最后两次滑雪大约还是06-08年间连着两次。一次是大早晨起来把两个儿子连被子带枕头挪到车上,一个睡第二排,一个睡第三排,我开着车进军Taos。我们娘仨在Taos滑了三天,然后一路向北边走边玩儿到Rocky mountain,整个玩儿了个遍。在前后都看不到什么车的山上慢速行驶着,体会着静谧。不过现在想起来有点儿后怕,因为就我们娘仨,雪在不停地下,也许已没有也许。Taos滑完雪,我们很快又去西雅图滑了几天雪。然后我就没有再滑过雪啦。
这样看来我大约已经有小十年没有滑过雪啦。约会大情人在Lake Tahoe,这个季节不滑雪又干什么呢?
把那厚厚的一身行头一穿上就觉得累得很,一点儿感觉都没有,我都怀疑我还能滑吗?只能上练习道先试试。这肌肉记忆还是很厉害,一上去就知道慢慢悠悠地往下走了,还记得turn来turn去。practice几次就坐着lift上了绿道。
天儿是真好呀。大太阳暖洋洋地照着,地上的雪有些软,非常好滑。几条绿道滑过之后,自信心有些爆棚,觉得so easy。俺也该试试别的道了,好像还有一条稍难的绿道,俺盘算着滑完这绿道俺就上蓝道。
在别人的指点下俺上了俺认为的绿道的lift,等到了上面从lift上一下来俺就傻了,这绿道陡了点儿吧?这人要是缺心眼儿,任谁都没招儿。俺也没多想,就虎着当绿道往下滑。实在不是我的技术所能控制的,俺最后是被一棵树重重地撞了一下屁股,人才算停下来,躺到在地上。头顶lift上的一群人此起彼伏在关切地问,“Are you OK?” 俺顾不上回答他们,先拿手机看看毁没毁容,长得已经跟毁容差不多,再也经受不住进一步毁容的打击了。再浑身上下摸摸动动,确定除了屁股有点儿疼以外别的地方都还是原装儿。才回答上面的询问,“I am fine。”再不回答也不行了,因为lift上的询问越来越多,越来越急切。
俺躺够了,抱着ski和poles哼着俺的二五小调儿往下走,深一脚浅一脚不是很好走。
“How come you can still have such a big smile on your face?” 没留意边上出来个金发女人,拖着自个儿的滑板往下走。
“这绿道怎么这么陡呀?”这个疑问一直在在我心里盘旋。
“这哪里是绿道?It is black diamond!”她气哼哼地说,“我是被我老公骗上来的。”
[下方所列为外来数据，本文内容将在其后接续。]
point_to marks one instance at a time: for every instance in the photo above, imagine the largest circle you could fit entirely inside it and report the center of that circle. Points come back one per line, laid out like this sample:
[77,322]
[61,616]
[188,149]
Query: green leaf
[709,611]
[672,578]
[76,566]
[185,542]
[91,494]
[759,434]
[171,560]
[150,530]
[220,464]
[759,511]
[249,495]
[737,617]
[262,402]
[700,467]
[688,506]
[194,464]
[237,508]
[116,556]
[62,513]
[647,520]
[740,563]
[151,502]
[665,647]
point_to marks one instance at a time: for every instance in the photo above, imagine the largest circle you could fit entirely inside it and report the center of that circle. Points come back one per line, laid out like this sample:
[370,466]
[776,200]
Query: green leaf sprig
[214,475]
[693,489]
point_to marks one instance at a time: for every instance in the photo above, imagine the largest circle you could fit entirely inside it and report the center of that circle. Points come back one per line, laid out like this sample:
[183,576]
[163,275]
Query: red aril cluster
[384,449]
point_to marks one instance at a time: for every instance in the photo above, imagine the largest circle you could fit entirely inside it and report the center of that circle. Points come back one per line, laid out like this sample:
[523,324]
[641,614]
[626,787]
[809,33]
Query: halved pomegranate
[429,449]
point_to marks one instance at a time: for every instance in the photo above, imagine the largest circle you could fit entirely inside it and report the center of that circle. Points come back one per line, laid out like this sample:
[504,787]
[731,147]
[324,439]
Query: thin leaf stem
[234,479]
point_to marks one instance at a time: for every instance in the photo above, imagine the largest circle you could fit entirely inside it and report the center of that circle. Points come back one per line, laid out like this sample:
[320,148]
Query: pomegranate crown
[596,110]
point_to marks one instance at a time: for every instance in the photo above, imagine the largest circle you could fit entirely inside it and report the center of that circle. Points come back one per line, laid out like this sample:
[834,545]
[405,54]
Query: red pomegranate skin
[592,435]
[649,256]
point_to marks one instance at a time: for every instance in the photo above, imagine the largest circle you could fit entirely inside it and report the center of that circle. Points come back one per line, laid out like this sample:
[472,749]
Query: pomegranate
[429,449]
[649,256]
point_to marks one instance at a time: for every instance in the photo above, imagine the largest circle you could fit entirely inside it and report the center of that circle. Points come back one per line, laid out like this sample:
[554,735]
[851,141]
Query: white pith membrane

我笑得更开心,“这说明我们也滑了黑道了。and anyway it is only one way down。”
走真是不好走,我索性把ski和poles抱在怀里完全平躺着往下滑。因为坡很陡,滑行的速度不慢,真正感受到速度与激情的快感。
她看我躺下,也随后躺下,“你这样看着快多了。我也跟你一起往下滑吧。”
”Anyway we are going down like others, who cares how。”我嬉皮笑脸地。
“I still care about how。”她还是有怨气。
我不再理会,同一件事情每个人都会有完全不同的解读。我完全沉浸在自个儿的感受和世界里。
余光所看到的树在往后移动,有些小雪片零零碎碎地飘落到脸上,冰冰凉凉刺激着脸部的兴奋神经,让人有一阵阵的愉悦感。我脸上的体温慢慢把它们化开,雪花儿在脸上散开,让我感受到我的生命还在像花儿一样怒放。让我意识到我还活着,而且活得很健康很开心很满足。
后来我索性开始不停自拍,拍周围的景观,因为不知猴年马月我才能再上黑道,或者就我这技术这一生都不再会上来。时不时有小帅哥停下来问我需不需要帮忙。有一个问了一句,“selfie?“得到我的肯定回答后索性躺下来和我一起玩儿自拍。
我就这样玩一路滑一路下了黑道,心里是满满地快乐与满足,因为人生体验从来没个头儿。人生一切皆体验。